Well, seeing as most days there is not much to report, I have decided to coin the SM “Slow News Sunday Summary”. A look at what morsels have been reported via SMO or other related avenues during the past seven days.

  • Cherisse on tour with Kelly Jones in June/July
  • Sir’s been to Sicily
  • Sarah’s Saturday night gig
  • Rejuvenation albums now available individually as singles

On Wednesday it was officially revealed by Cherisse on her social media that she will be playing with Kelly Jones (Stereophonics’ frontman) during his solo tour of the UK in June and July. A fan had heard an interview with Jones on radio saying that he was “interviewing” a drummer to tour with him and that SHE currently plays for Simple Minds. A rather large giveaway, but I was remaining nonplussed about it until word came from Cherisse herself.

I had a drumming lesson with her on Thursday and we talked about the news. She said some fans got into a panic, asking her whether it meant the end of her time with SM.

Have no fear, peeps! She’s just grabbing the opportunity for some gigging while there is SM downtime.

Also taking the opportunity to explore other musical avenues during the SM downtime is Sarah Brown, who was a guest of a group called Casca, playing a gig last night in Camden. I would have loved to have gone, but honestly, I cannot reiterate how skint I am right now. But I would have loved to have gone and shown some support.

Jim had a few days in Sicily earlier in the week. Some downtime for him from a busy schedule of writing, etc… all actually very elusive as to what else he’s doing other than him saying he’s “writing”.

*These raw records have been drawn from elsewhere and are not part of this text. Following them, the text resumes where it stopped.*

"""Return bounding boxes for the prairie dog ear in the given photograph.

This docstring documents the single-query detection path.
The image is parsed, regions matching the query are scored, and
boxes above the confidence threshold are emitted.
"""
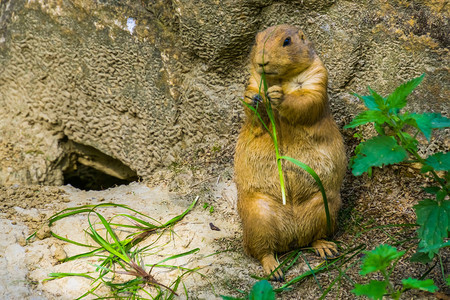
[298,30,306,41]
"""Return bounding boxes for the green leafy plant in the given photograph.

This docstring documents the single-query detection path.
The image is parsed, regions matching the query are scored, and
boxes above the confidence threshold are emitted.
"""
[344,74,450,261]
[41,197,203,299]
[221,245,364,300]
[352,245,438,299]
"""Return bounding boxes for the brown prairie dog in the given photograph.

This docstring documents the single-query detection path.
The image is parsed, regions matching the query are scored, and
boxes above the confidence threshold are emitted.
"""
[235,25,347,280]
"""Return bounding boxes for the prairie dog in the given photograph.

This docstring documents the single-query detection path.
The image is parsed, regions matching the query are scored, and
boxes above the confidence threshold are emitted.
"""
[234,25,347,280]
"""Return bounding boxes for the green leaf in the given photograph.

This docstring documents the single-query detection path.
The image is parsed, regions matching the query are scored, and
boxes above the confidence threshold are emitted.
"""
[386,74,425,109]
[399,131,419,152]
[402,277,438,293]
[359,245,405,275]
[407,113,450,140]
[409,251,432,264]
[414,199,450,258]
[352,136,408,176]
[419,241,450,253]
[352,280,387,300]
[425,152,450,171]
[249,280,275,300]
[368,86,386,111]
[344,110,388,129]
[428,113,450,128]
[220,295,245,300]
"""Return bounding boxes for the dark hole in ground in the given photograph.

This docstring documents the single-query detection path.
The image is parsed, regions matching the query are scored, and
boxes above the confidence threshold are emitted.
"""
[61,138,139,190]
[64,163,138,191]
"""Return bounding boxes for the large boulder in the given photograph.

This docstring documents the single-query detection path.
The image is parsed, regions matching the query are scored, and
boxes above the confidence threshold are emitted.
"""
[0,0,449,185]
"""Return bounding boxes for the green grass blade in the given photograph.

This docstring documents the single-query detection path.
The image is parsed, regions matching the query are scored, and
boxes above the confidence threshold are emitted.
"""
[241,99,273,139]
[156,248,200,265]
[280,156,332,234]
[88,212,130,263]
[42,272,94,282]
[50,231,94,248]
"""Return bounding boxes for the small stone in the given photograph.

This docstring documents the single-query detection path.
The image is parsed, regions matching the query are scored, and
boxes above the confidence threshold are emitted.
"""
[50,244,67,261]
[16,235,27,247]
[36,224,51,240]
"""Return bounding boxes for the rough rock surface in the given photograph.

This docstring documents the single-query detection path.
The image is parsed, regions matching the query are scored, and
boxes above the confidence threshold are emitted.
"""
[0,0,449,185]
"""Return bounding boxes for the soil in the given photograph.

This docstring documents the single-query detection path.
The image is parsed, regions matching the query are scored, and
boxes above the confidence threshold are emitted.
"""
[0,166,450,300]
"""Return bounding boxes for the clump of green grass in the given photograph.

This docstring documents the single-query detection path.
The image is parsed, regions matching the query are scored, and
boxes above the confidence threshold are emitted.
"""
[41,197,203,299]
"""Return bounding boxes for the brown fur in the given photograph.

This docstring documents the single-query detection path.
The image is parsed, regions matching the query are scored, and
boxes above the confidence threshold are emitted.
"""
[235,25,347,280]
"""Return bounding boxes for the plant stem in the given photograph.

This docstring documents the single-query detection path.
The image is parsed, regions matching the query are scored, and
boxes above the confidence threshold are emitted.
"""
[259,72,286,205]
[380,270,395,296]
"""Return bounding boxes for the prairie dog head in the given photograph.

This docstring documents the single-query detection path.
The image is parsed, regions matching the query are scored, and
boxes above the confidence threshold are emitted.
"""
[251,25,315,79]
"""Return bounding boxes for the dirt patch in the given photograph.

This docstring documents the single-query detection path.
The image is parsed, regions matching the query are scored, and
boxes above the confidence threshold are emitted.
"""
[0,166,449,299]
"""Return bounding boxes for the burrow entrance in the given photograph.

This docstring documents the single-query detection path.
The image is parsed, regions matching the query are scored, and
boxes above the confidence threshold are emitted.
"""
[61,138,139,190]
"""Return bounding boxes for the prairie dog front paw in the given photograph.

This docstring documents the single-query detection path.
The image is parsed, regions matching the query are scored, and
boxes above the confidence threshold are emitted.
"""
[267,85,283,106]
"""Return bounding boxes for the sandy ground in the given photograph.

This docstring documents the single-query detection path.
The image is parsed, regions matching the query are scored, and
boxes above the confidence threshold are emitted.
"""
[0,170,449,299]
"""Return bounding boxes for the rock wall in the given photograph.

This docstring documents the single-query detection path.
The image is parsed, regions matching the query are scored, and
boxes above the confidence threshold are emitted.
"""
[0,0,450,184]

Anyway…mustn’t dwell on how quiet it is, eh? And actually, I SHOULD be thankful because I have sod all money to do anything with … and that would be FAR worse! If they were touring around and I couldn’t do anything about it.

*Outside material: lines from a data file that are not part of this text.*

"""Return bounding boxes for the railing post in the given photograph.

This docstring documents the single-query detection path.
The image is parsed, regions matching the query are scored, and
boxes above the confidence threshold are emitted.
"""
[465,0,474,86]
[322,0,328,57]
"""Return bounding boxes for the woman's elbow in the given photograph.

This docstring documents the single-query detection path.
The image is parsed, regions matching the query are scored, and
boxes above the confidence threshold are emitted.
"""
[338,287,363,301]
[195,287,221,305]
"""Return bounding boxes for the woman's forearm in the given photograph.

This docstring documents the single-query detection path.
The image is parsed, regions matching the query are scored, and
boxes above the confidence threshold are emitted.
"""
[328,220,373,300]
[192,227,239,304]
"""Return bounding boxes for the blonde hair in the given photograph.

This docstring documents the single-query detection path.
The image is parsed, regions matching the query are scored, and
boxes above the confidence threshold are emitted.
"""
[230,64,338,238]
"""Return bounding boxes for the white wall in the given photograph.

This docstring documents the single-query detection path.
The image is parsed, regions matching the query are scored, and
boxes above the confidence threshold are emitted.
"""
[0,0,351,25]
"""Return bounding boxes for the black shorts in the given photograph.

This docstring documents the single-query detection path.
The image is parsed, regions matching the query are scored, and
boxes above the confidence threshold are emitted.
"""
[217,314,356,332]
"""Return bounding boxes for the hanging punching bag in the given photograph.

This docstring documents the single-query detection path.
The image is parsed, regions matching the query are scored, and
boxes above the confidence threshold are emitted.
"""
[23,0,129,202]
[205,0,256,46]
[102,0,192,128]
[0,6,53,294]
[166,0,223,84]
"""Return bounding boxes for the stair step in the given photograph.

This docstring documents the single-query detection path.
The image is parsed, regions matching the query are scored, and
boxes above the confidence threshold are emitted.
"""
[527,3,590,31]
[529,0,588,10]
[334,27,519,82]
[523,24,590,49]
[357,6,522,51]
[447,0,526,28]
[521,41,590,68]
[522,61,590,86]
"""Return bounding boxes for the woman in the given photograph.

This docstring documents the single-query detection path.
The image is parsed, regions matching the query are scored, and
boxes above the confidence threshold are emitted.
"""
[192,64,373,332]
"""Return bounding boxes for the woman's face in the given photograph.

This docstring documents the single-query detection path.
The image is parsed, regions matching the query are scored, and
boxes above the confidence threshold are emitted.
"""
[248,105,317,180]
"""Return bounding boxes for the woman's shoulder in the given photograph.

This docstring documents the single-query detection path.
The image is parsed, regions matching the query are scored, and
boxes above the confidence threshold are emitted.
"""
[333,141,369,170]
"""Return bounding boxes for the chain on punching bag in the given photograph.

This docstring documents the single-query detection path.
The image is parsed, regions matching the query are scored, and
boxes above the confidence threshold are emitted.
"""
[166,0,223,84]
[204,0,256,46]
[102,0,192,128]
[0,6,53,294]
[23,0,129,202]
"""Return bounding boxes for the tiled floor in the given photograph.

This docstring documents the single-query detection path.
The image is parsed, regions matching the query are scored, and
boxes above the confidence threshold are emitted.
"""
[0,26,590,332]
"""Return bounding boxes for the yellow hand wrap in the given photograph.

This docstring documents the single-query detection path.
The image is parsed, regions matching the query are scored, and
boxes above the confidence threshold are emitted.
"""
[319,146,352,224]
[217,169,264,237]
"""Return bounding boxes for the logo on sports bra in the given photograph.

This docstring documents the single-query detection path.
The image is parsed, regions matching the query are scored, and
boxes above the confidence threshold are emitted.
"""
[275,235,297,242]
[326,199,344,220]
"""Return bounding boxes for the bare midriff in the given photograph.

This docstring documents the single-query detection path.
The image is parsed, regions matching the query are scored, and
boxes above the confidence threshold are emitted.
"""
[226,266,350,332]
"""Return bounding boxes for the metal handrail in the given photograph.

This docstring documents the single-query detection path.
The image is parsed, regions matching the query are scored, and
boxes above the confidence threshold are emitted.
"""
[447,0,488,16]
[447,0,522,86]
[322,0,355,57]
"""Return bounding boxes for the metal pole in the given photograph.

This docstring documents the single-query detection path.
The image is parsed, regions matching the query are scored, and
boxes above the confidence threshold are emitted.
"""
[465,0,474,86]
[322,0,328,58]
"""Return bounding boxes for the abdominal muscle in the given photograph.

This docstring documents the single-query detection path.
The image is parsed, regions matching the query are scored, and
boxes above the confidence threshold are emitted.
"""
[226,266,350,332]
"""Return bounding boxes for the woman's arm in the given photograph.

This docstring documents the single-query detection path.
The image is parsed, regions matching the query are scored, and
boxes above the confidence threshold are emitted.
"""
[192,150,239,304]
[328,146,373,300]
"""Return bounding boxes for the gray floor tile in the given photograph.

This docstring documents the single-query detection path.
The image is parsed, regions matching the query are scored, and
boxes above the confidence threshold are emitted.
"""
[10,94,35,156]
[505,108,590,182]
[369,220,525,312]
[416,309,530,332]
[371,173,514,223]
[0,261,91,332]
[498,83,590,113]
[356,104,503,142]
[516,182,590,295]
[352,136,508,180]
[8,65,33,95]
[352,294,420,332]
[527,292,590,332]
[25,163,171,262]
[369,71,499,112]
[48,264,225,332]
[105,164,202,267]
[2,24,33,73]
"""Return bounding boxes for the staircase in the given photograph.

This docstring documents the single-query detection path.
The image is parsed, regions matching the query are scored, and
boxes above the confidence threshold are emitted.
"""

Speaking of things that cost money that I can’t really do anything about…
After now having released the Rejuvenation box sets and having had us all invest in those (well, those of us who could…), the albums and CDs are now available to purchase individually.

I am now in absolute dilemma mode. A huge part of me wants the box sets because of the packaging. Another part of me says it means I can invest in the vinyl that I was most interested in getting from the box set with a smaller outlay spread over time. The CD/DVD box set I definitely DO want to invest in. But it is going to have to wait.